L’ex ministro dell’Economia ha quindi portato l’esempio di quanto accaduto – o meglio, non accaduto – con i finanziamenti per la produzione di vaccini anti Covid in Italia.

“In Italia c’erano progetti promettenti ma, malgrado scostamenti di bilancio per circa 150 miliardi di euro, non si è riusciti a trovare 80 milioni per qualcosa di così importante. Dunque non si tratta di creare sportelli per fornire sussidi, ma di avere capacità progettuale […]”.

“La logica dello sportello – ha chiarito Tria – può servire per sostenere delle startup e in parte potremo farlo. Ma qui si tratta di guardare soprattutto a progetti più vasti, con soggetti più grandi. In Italia non abbiamo un Istituto Pasteur, un Barda come negli Stati Uniti capaci di operare in quella direzione”.

IL FUTURO DI ENEA TECH E BIOMEDICAL

Enea Tech e Biomedical, come ha detto l’economista, per ora non ha l’ambizione di diventare come una di questa grandi istituzioni ma la direzione è quella: “partire nell’aiuto alla ricerca nella sua parte iniziale e più rischiosa, aiuto ai poli tecnologici”, con un occhio “soprattutto alla riconversione industriale per condurre questa filiera in modo articolato” perché, conclude Tria, “oggi nel sistema sanitario decentrato del Paese non c’era un’entità in grado di svolgere questa funzione”.

IL PROGETTO IPCEI

Sembra andare in questa direzione il progetto l’Important Projects of Common European Interest (Ipcei), ovvero l’Importante progetto di interesse comune europeo, in particolare sulla salute, che il Mise si è impegnato a costruire nell’ambito delle iniziative di politica industriale promosse dall’Italia con gli altri Stati membri della Ue e la Commissione Ue.

“L’industria farmaceutica italiana si candida a essere punto di riferimento a livello europeo. Dall’inizio del mio mandato ho puntato moltissimo sull’eccellenza delle nostre industrie farmaceutiche. Sono fiducioso che gli sforzi e l’impegno di tutti mostreranno presto i loro frutti”, ha detto Giorgetti a proposito dell’Ipcei.

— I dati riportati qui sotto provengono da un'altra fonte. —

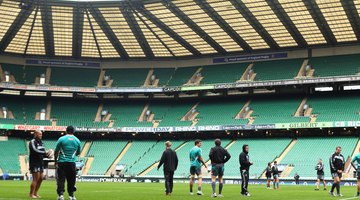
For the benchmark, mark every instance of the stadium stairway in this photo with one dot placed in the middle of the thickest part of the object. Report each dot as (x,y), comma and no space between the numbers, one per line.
(286,151)
(243,114)
(118,158)
(302,72)
(23,164)
(282,156)
(151,167)
(98,113)
(244,77)
(195,79)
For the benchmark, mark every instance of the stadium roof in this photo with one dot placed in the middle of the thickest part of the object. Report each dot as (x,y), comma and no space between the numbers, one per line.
(125,29)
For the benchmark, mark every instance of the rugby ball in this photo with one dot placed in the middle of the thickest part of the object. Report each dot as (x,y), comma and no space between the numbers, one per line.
(50,153)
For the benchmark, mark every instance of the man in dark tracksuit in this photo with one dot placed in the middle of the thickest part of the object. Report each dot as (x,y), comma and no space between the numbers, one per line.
(68,147)
(337,164)
(218,156)
(244,169)
(36,165)
(268,175)
(276,174)
(170,161)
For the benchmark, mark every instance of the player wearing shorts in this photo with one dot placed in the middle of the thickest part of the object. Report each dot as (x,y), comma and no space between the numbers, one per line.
(268,176)
(218,157)
(276,174)
(67,148)
(170,161)
(356,160)
(337,164)
(244,169)
(196,162)
(36,165)
(320,175)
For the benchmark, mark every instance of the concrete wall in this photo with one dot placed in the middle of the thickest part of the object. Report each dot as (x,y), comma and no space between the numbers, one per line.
(201,61)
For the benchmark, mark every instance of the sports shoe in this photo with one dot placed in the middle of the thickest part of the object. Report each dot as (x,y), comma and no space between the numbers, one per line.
(72,198)
(247,194)
(61,197)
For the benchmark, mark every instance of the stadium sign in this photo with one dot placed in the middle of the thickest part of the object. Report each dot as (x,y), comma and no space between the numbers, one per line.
(42,128)
(63,63)
(250,57)
(127,90)
(6,126)
(303,125)
(250,84)
(248,127)
(95,129)
(346,124)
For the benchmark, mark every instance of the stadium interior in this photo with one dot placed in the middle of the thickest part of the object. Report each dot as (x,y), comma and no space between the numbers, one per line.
(282,76)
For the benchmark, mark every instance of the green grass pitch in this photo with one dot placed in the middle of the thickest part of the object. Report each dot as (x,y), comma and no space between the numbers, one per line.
(16,190)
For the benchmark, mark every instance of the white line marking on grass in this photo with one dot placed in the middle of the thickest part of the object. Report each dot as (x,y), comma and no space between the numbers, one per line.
(350,198)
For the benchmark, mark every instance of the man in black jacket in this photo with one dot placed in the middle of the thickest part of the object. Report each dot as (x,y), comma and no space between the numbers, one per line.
(337,164)
(170,161)
(36,165)
(218,156)
(320,174)
(276,174)
(244,169)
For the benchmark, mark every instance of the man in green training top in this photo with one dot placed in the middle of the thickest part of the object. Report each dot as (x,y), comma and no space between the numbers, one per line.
(356,159)
(67,148)
(196,162)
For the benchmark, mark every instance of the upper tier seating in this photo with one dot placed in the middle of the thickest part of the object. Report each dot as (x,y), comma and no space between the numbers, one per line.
(336,65)
(70,113)
(127,77)
(307,151)
(16,70)
(182,76)
(335,107)
(278,110)
(211,112)
(74,77)
(226,73)
(31,72)
(277,69)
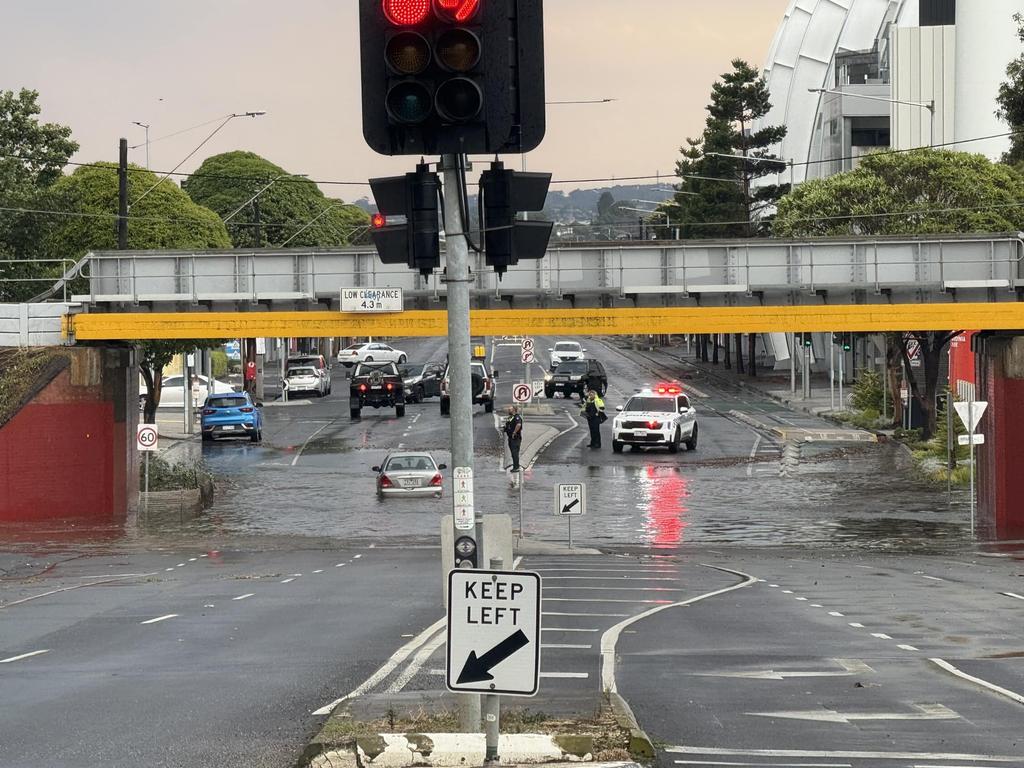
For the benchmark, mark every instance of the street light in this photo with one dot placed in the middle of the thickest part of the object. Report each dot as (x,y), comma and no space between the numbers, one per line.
(226,120)
(146,127)
(930,105)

Le imprese interessate a partecipare all’iniziativa possono proporre un progetto d’investimento in Italia entro il prossimo 28 febbraio. “I progetti selezionati”, si legge su Radiocor, “potranno essere finanziati in deroga alla normativa europea sugli aiuti di Stato, per affrontare sfide di mercato e sociali che non potrebbero essere superate in altro modo, ma eventualmente anche con risorse del Pnrr e resilienza se le attività connesse saranno conformi alla normativa ambientale nazionale e europea”.